- Abstract: Modern neural networks often require deep compositions of high-dimensional nonlinear functions (wide architecture) to achieve high test accuracy, and thus can have overwhelming number of parameters. Repeated high cost in prediction at test-time makes neural networks ill-suited for devices with constrained memory or computational power. We introduce an efficient mechanism, reshaped tensor decomposition, to compress neural networks by exploiting three types of invariant structures: periodicity, modulation and low rank. Our reshaped tensor decomposition method exploits such invariance structures using a technique called tensorization (reshaping the layers into higher-order tensors) combined with higher order tensor decompositions on top of the tensorized layers. Our compression method improves low rank approximation methods and can be incorporated to (is complementary to) most of the existing compression methods for neural networks to achieve better compression.
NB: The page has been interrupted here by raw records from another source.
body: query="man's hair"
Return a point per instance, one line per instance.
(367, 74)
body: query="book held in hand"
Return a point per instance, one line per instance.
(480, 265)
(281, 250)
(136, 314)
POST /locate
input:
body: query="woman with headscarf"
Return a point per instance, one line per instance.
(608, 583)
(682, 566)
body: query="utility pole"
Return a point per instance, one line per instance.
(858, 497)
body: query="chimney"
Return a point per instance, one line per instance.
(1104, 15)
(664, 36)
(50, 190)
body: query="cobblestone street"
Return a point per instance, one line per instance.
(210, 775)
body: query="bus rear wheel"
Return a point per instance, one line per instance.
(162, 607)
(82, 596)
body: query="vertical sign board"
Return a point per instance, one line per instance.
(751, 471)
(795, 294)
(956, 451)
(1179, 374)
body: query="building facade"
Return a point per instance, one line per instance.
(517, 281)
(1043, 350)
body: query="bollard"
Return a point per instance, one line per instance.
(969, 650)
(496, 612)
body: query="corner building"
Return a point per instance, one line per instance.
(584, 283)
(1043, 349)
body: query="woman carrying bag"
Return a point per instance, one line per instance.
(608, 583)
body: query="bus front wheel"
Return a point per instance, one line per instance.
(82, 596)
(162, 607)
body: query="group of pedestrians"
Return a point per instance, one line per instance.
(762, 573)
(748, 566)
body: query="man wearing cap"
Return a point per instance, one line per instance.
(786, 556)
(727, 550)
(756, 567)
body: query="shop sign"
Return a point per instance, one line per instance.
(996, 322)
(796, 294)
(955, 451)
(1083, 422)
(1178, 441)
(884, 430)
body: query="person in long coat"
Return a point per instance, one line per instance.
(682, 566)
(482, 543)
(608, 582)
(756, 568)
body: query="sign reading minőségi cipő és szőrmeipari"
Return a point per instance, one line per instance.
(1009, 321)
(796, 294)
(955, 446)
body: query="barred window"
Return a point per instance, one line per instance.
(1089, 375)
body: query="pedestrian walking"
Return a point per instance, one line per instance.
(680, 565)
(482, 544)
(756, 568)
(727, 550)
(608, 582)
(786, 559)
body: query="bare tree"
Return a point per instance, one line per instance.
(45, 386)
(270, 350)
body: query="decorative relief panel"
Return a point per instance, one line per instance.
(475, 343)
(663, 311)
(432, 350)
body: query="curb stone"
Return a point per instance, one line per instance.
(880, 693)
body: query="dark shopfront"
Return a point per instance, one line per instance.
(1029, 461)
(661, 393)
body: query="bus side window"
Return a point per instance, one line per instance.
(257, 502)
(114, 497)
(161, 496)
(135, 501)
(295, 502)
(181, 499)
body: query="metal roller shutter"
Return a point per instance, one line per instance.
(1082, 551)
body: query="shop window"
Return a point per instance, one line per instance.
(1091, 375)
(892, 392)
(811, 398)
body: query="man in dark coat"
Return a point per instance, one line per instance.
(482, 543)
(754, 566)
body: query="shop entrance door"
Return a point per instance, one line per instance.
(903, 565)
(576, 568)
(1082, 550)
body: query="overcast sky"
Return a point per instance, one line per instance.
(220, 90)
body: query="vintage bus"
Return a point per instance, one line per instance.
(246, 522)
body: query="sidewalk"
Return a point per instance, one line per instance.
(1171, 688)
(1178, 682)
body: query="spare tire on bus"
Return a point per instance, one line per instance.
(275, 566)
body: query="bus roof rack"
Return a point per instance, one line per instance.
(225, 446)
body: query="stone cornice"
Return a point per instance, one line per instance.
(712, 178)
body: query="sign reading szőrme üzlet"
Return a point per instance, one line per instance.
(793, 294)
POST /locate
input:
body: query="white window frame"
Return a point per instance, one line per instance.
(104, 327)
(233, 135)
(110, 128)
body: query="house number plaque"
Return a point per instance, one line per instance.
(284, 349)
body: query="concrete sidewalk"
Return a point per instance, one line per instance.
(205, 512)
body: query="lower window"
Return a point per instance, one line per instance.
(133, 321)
Experiments on LeNet-5 (MNIST), ResNet-32 (CI- FAR10) and ResNet-50 (ImageNet) demonstrate that our reshaped tensor decomposition outperforms (5% test accuracy improvement universally on CIFAR10) the state-of-the-art low-rank approximation techniques under same compression rate, besides achieving orders of magnitude faster convergence rates.
- Keywords: Neural Network Compression, Low Rank Approximation, Higher Order Tensor Decomposition
- TL;DR: Compression of neural networks which improves the state-of-the-art low rank approximation techniques and is complementary to most of other compression techniques.